Saturday, October 11, 2008

Why Again? Well, Because...

I have this bad habit of recycling old blogs when I am either too tired to come up with a new one, or I have too much racing through my mind that i just can't articulate into the blogosphere. Well, tonight's excuse is soooo the former. Today has been draining and I just don't have what it takes to be witty. I chose this particular repeat blog, because sometimes, for me, it's so amazing to go back and look at what was going on in my mind three months ago. Three months? That's not that long ago! You are likely thinking...but yes, a lot can change in three months. My methods for conveying my emotions through my blog have changed, my writing style has evolved (somewhat), and yet somehow...the subject matter hasn't changed at all. A solid majority of my blogs are about the same thing. Even three months later. I am so grateful to have this muse, that inspires me to write things that speak to other people in a voice that they don't always have for themselves. So, I hope that the muse isn't too terribly disappointed when it sees that I am repeating a blog from times past. But at least I have chosen one that is muse-inspired, and I would like to point out the following lesson to take from this recycled blog: Life happens to all of us. Sometimes what happens is good, sometimes what happens is bad, and sometimes it is a combination of the two. But when life throws something inexplicably good our way, know how to recognize it, know how to cherish it, and figure out a way to take the something good and turn it into the best damn thing that has ever happened to you. Just a bit of advice...

Here's the oldie but goodie:

Why? Well, Because...

I have given up who I am to be someone I am not for someone else.

Why?

Well, because...I guess...

That's about the best answer I have for anything anymore. Amelia asks me why she can't jump on the couch, "because", I say. Isabella wants to know why she isn't allowed to swallow the toothpaste, "because", I tell her. There was a time I used to give them these absurdly complex answers...You can't jump on the couch, there is a chance you could fall and land on your head and have a spinal cord injury, then end up without the use of your legs. Or, you can't swallow the toothpaste, it has ingredients in it that although do a fine job cleaning your teeth, but they aren't made for consumption and can give you oily stools, potentially leading to hemorrhoids...I think you catch my drift.

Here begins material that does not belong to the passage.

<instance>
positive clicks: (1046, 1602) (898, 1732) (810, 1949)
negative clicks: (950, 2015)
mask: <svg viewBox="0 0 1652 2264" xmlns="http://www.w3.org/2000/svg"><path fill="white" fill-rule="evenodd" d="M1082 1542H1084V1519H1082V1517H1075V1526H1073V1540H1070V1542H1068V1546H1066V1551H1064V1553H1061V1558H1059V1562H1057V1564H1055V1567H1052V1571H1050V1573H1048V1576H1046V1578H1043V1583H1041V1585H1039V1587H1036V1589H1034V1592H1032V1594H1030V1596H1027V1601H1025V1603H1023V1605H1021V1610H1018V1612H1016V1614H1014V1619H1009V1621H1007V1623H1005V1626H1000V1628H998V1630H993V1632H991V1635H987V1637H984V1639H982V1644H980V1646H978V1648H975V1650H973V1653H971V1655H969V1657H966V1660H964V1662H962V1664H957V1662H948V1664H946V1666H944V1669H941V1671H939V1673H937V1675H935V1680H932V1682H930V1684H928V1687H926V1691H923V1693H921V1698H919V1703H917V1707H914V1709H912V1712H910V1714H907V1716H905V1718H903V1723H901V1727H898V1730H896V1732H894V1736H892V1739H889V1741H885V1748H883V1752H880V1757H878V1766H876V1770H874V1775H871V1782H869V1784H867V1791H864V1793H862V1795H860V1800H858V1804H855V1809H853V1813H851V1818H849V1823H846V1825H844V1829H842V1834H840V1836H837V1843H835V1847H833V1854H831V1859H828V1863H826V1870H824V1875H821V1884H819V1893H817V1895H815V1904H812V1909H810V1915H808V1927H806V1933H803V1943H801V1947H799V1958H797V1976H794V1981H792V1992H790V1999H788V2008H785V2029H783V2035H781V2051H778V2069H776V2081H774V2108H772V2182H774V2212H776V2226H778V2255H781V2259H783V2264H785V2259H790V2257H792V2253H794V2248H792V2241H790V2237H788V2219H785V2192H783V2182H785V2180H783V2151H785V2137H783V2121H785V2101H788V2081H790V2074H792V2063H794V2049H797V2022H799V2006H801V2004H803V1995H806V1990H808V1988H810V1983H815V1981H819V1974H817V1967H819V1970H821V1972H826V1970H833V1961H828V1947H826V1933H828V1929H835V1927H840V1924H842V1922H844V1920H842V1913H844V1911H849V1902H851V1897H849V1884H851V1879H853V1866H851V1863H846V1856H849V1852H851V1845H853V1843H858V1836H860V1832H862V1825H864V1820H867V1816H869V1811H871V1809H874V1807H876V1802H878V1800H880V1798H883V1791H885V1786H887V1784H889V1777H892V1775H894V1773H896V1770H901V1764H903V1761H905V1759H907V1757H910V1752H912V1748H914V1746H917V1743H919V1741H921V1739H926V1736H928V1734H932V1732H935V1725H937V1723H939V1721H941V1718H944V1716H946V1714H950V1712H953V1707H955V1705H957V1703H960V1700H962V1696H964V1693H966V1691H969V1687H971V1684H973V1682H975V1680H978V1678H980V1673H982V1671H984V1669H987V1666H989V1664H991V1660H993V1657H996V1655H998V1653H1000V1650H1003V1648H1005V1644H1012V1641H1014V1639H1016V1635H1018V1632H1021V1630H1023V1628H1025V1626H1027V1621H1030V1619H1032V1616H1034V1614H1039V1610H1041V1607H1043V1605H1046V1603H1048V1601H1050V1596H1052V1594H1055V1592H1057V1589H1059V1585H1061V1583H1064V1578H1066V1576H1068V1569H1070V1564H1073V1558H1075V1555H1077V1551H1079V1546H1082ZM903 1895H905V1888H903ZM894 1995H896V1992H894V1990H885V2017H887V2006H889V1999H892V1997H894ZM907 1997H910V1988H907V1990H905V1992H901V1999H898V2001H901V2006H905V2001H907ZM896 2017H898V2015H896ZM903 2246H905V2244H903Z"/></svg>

At some point, recently, I have just given up on the detailed answers. It's possible I might be too tired. It's possible I just don't know the answers. It's more likely that I have forgotten who I am, and thus, cannot come up with the witty responses quickly enough.

I feel dull. Like a Ginsu knife bought off an infomercial 20 years ago, used, then never really sharpened (it was a piece of shit knife, anyway). I feel nonabrasive. Quite frankly, I like being a little abrasive. I liked my serrated edge! WHAT HAS HAPPENED!

Life has happened.

But you know, my life is good. There are people in my life that make me feel very good. My children, for example. YOU, for example (yes, you...stop looking around, I am talking about you. What, are you surprised?) But something about my life has worn me down. Maybe it all goes back to not getting what I want, when I want it. But I learned a very valuable lesson this week...I think Mick Jagger put it best when he sang;

"You can't always get what you want.
No, you can't always get what you want.
You can't always get what you want.
But if you try sometimes, you just might find, you get what you need..."

So, thank you. Thank you for not necessarily giving me exactly what I wanted, but for giving me just what I needed. Maybe if I can get a little bit more of that, I just might get my edge back, too.

And just as quickly as life happened, life has also changed. And it is good.